Leasing may not be for everyone, however. While a lease gives you possession of the car, it does not give you ownership. Lessees are not permitted to alter or damage the car in any way, even if the change is a simple paint job customization. Drivers must keep the cars in top condition and mind their mileage limits; otherwise, they might find themselves holding pricy wear and tear fees when they return the leased vehicle. In the end, signing a lease simply may not make financial sense. While the monthly bill for a lease is typically less than what a car loan would demand, leases often cost more in the long run when those monthly payments are added up – and backing out early isn’t usually an option. Leases tend to include penalties against early termination in the fine print.
Who doesn’t want to own their car outright? Car ownership allows drivers the right to customize and drive their vehicles without needing to mind mileage limits or vehicle quality. By keeping the same car over a period of years, owners spread out the cost to be significantly less than the total bill of a lease.
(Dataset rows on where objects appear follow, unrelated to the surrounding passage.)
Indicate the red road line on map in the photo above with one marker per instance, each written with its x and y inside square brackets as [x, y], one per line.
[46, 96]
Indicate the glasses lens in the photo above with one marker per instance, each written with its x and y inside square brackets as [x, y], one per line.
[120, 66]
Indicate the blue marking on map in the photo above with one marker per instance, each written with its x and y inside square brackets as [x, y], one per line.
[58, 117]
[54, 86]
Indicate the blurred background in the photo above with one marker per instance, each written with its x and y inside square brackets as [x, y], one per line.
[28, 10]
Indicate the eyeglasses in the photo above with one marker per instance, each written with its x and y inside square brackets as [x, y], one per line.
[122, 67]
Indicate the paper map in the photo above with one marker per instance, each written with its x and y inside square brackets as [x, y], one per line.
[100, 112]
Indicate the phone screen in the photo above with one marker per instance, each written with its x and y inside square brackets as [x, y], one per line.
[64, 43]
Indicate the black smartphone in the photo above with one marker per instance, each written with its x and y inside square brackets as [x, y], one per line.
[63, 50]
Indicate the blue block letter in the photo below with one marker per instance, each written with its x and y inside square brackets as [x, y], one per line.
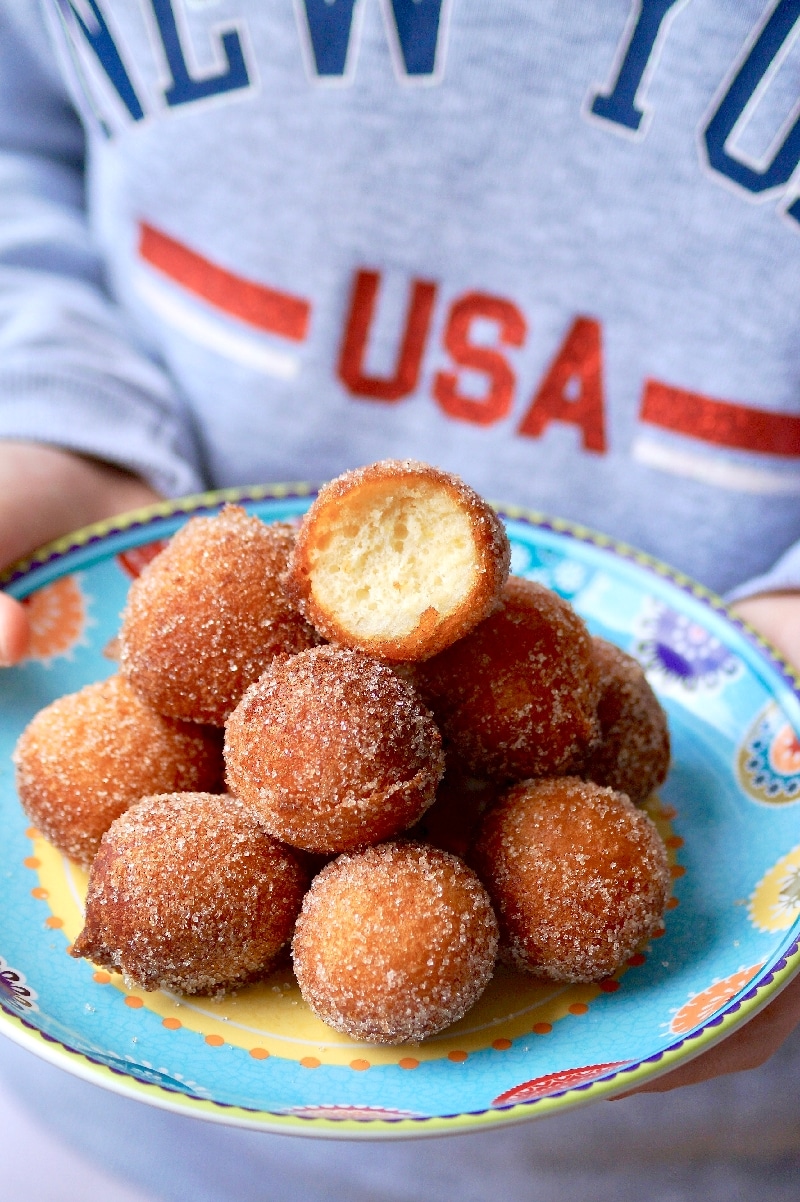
[735, 100]
[185, 88]
[99, 37]
[417, 24]
[620, 103]
[329, 28]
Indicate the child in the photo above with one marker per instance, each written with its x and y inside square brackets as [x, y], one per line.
[551, 247]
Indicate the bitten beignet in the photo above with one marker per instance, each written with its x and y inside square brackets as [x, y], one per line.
[398, 559]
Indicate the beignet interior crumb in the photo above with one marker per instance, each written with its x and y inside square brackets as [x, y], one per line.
[395, 553]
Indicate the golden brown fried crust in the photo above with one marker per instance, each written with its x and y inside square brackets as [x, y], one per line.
[578, 876]
[518, 696]
[85, 757]
[395, 942]
[207, 616]
[332, 750]
[633, 754]
[435, 630]
[187, 892]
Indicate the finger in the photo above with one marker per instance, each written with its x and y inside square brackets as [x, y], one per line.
[748, 1047]
[15, 631]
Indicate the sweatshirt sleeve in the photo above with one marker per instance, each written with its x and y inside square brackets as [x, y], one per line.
[70, 372]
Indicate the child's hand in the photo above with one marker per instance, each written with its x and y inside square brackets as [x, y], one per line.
[777, 617]
[43, 494]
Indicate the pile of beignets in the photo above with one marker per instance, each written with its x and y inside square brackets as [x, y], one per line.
[363, 738]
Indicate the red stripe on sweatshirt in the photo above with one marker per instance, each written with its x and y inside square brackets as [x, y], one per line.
[279, 313]
[721, 422]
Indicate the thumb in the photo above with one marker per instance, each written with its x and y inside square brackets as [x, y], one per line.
[15, 631]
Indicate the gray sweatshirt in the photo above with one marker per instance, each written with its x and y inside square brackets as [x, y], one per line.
[551, 247]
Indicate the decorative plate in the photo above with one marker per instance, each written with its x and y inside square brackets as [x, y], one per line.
[728, 814]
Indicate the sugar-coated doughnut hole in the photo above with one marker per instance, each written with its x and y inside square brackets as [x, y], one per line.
[399, 559]
[395, 942]
[517, 697]
[87, 756]
[208, 614]
[332, 750]
[633, 754]
[578, 875]
[189, 892]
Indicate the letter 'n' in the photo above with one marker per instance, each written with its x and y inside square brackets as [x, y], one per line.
[94, 28]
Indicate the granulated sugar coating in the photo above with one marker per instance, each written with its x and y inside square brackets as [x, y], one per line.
[633, 755]
[518, 696]
[395, 942]
[84, 759]
[189, 893]
[332, 750]
[399, 559]
[207, 616]
[578, 876]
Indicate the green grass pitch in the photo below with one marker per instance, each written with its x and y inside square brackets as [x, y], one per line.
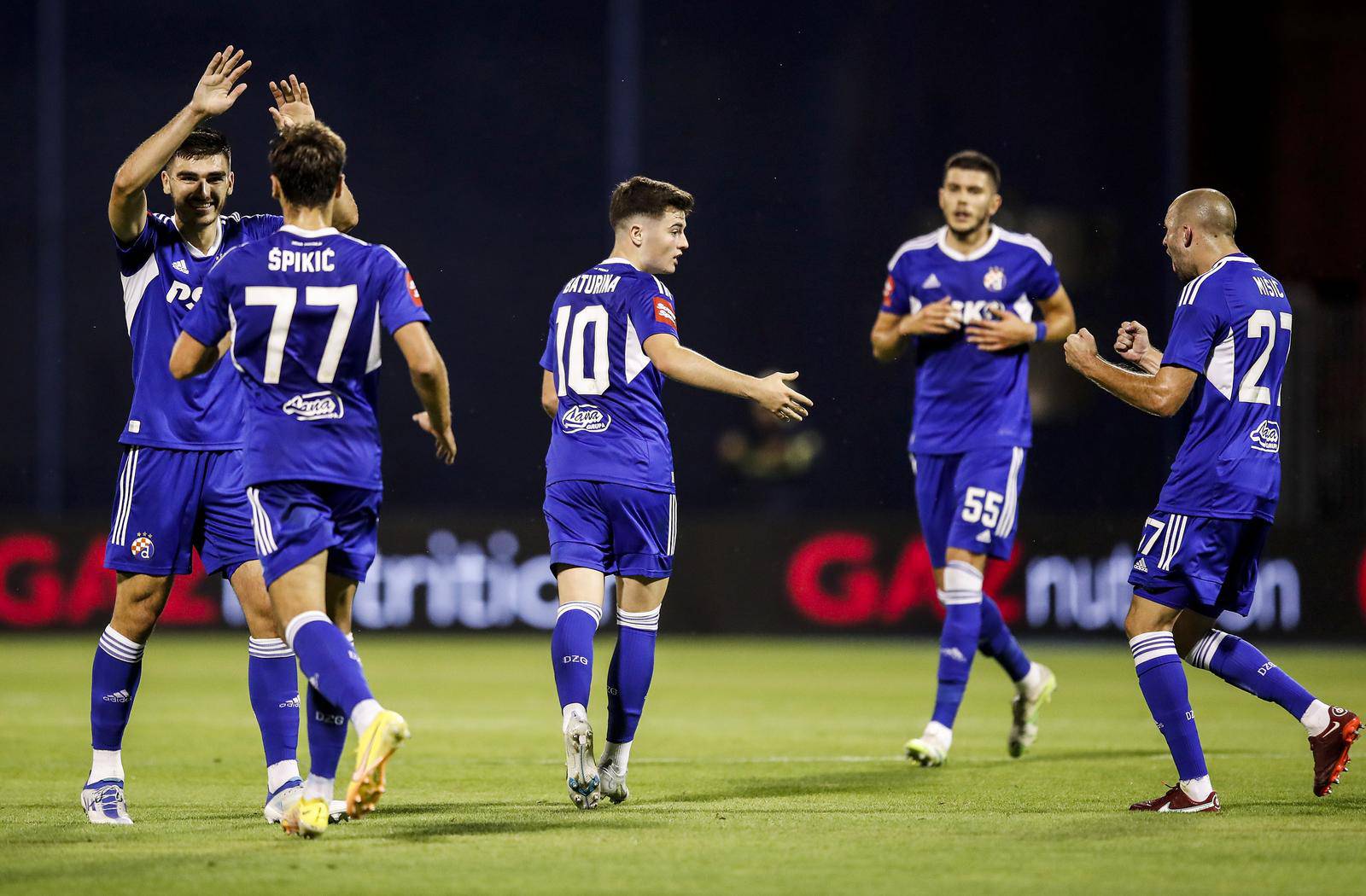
[762, 766]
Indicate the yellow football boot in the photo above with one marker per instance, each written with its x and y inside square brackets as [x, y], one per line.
[372, 753]
[306, 817]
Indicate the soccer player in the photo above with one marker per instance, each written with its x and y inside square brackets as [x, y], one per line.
[610, 500]
[181, 482]
[305, 307]
[965, 295]
[1200, 548]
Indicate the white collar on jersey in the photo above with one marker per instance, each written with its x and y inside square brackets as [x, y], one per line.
[196, 253]
[973, 256]
[300, 231]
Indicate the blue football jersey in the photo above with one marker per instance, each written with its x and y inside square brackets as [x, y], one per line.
[967, 398]
[1233, 325]
[305, 309]
[610, 425]
[161, 277]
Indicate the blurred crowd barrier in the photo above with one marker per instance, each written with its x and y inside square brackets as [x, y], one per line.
[744, 574]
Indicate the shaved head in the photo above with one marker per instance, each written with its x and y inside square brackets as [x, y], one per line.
[1206, 211]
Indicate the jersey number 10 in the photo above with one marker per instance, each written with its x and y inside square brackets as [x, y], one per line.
[575, 375]
[284, 298]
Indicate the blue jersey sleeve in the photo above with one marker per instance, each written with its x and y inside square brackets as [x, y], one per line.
[1200, 318]
[652, 311]
[137, 253]
[259, 225]
[400, 304]
[208, 321]
[896, 295]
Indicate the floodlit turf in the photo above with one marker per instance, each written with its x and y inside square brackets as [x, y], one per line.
[762, 766]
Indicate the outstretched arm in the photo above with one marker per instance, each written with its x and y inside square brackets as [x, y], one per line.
[215, 95]
[429, 381]
[685, 365]
[294, 106]
[1161, 393]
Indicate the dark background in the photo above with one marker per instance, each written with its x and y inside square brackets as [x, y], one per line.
[484, 143]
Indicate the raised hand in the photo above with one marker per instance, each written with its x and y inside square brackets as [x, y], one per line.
[935, 318]
[444, 440]
[293, 104]
[1131, 341]
[778, 398]
[219, 88]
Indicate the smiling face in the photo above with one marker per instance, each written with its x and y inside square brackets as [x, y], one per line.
[198, 188]
[662, 239]
[969, 200]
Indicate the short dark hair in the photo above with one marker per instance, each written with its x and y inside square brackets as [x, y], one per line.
[973, 160]
[307, 161]
[204, 143]
[644, 195]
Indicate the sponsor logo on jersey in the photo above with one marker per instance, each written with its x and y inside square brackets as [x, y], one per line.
[664, 311]
[1267, 437]
[314, 406]
[143, 547]
[585, 418]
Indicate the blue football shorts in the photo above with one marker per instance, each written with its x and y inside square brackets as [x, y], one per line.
[1201, 563]
[616, 529]
[168, 502]
[294, 521]
[969, 500]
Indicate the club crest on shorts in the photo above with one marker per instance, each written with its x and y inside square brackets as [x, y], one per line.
[585, 418]
[143, 547]
[1267, 437]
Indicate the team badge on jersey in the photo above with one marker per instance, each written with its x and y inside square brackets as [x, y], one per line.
[585, 418]
[143, 547]
[664, 311]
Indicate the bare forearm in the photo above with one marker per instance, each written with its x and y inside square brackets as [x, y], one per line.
[698, 370]
[1137, 389]
[434, 389]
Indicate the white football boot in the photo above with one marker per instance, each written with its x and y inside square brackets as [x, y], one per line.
[612, 782]
[1024, 707]
[581, 768]
[931, 748]
[104, 802]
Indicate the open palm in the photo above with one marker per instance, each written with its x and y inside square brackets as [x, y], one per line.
[219, 88]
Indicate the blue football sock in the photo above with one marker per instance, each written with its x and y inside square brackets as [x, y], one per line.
[997, 643]
[328, 660]
[1163, 682]
[273, 686]
[571, 650]
[962, 598]
[114, 684]
[1243, 666]
[628, 677]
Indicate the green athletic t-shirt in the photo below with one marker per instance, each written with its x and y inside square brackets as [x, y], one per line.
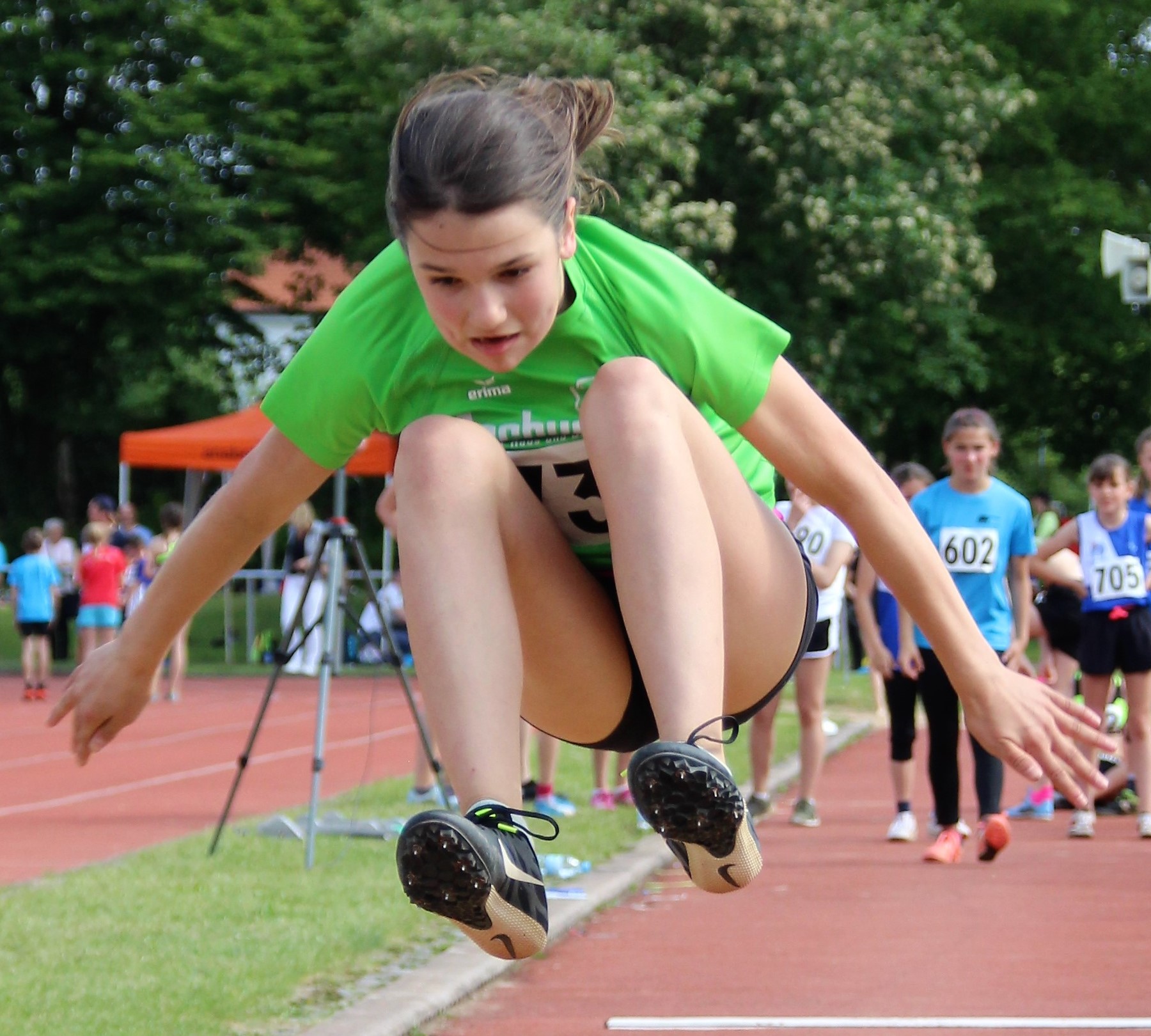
[377, 362]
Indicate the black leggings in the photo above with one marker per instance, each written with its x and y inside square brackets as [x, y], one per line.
[942, 707]
[900, 696]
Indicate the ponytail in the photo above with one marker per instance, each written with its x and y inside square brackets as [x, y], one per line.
[474, 141]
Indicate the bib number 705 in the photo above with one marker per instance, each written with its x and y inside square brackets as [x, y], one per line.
[1122, 577]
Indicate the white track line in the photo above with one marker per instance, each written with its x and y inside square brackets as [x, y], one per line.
[191, 775]
[735, 1024]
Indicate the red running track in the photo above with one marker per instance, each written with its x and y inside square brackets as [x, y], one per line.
[168, 774]
[843, 925]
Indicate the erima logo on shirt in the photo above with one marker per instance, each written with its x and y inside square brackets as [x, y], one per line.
[489, 389]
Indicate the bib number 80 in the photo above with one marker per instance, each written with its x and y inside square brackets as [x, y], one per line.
[969, 549]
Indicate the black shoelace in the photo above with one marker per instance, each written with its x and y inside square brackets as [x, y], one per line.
[503, 819]
[729, 725]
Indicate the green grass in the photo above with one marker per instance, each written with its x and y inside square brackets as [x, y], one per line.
[169, 941]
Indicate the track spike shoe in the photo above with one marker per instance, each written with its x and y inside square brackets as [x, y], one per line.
[480, 872]
[690, 798]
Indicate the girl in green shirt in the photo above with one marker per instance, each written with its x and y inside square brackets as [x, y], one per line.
[549, 380]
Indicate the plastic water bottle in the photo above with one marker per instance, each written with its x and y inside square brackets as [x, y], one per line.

Car owners don’t have the baked-in perks of a lease. When a bought-and-sold car’s warranty runs out, the weight of maintenance costs falls squarely on the owner’s shoulders – and depending on the age of the car and the nature of the problem, these issues can become expensive. In the short term, car owners also face higher monthly bills for their car loans. If they decide to sell their car, the responsibility of finding a buyer and filing the proper paperwork is entirely their responsibility.
In the end, the decision comes down to the individual situation. What are the driver’s finances? Can they afford the monthly expense of a lease, but not the heftier burden of a car loan? Does their daily commute to work push their mileage count above what a lease would allow? All of these questions need to be asked and considered before a driver makes their final decision.